Atlas Lab connects Mariposa County’s future to the native landscape.
By Katharine Logan
Sourberry, red willow, redbud, sedge: These are some of the plants native to the meadows and creek sides of Mariposa County, at the mouth of California’s Yosemite Valley, where for thousands of years the women of the Southern Sierra Miwuk Nation have woven them into baskets—for gathering food, for cradling infants high and safe while the women work, and for receiving babies as they’re born.
Most recently, Miwuk basketry is the focus of a public art installation helping to inform Sacramento-based Atlas Lab’s development of a Creative Placemaking Master Plan for Mariposa County.

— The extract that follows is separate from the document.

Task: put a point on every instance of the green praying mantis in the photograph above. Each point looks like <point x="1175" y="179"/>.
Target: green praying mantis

As a demonstration project to invite community input while broadening perceptions of the possibilities for public art, the temporary installation is located beside a footbridge crossing Mariposa Creek, where once-plentiful native plants are now struggling in a landscape transformed by settlement. “The strength we have as landscape architects is to reveal these hidden histories,” says Atlas Lab’s founder and principal Kimberly Garza, ASLA.

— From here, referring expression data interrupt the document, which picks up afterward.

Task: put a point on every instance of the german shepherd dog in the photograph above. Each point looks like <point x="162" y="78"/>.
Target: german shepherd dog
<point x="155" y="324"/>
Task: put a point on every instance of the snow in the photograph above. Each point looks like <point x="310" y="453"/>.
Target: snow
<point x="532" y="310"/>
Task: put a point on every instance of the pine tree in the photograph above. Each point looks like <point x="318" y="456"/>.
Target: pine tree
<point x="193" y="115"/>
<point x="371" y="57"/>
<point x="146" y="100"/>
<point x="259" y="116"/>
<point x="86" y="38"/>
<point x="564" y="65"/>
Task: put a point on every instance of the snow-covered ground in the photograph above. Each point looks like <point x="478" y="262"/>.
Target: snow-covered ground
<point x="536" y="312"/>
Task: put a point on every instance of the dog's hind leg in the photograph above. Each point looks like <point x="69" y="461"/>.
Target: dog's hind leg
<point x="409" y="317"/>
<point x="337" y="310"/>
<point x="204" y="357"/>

To produce the work on display, a tribal elder, Sandra Chapman, taught a circle of Miwuk women how to weave a receiving basket, handing on knowledge that her family has preserved through millennia. “To be in the tradition of weaving, you have to slow down a lot,” says Clay River, the managing director of the Miwuk Nation’s healing center and a participant in the weaving circle. “You have to let the plant tell you how to work with it.” Basket making requires knowledge of whether a plant is healthy, when and how to harvest it, and how much to take without taking too much. Then there’s the process of scraping off the leaves and prepping the bark—splitting and soaking it or wrapping it to dry—and waiting months for it to season, or, if it’s for use right away, knowing how long it can soak without rotting and when it’s malleable enough to work. That’s just building up to being able to sit to weave, which takes patience: “You’re pressing these tiny strips of bark in and out of these sourberry sticks,” River says, “and you have to be thoughtful of how the color is interweaving and how the material is reacting. It takes hours just to make a little bit.” The weavers fill the hours with their stories.
“The baskets are an expression of our local sense of place, heritage, and identity,” says Mikey Goralnik, ASLA, a planner with Mariposa County. With Ah-Lo’-Mah’ (Miwuk for “basket”) as the first in what will be a series of placemaking installations, “we’re trying to expand the way people think about our history and the events that make this a special place,” he says.
Katharine Logan is an award-winning writer on environmental design, sustainability, and well-being.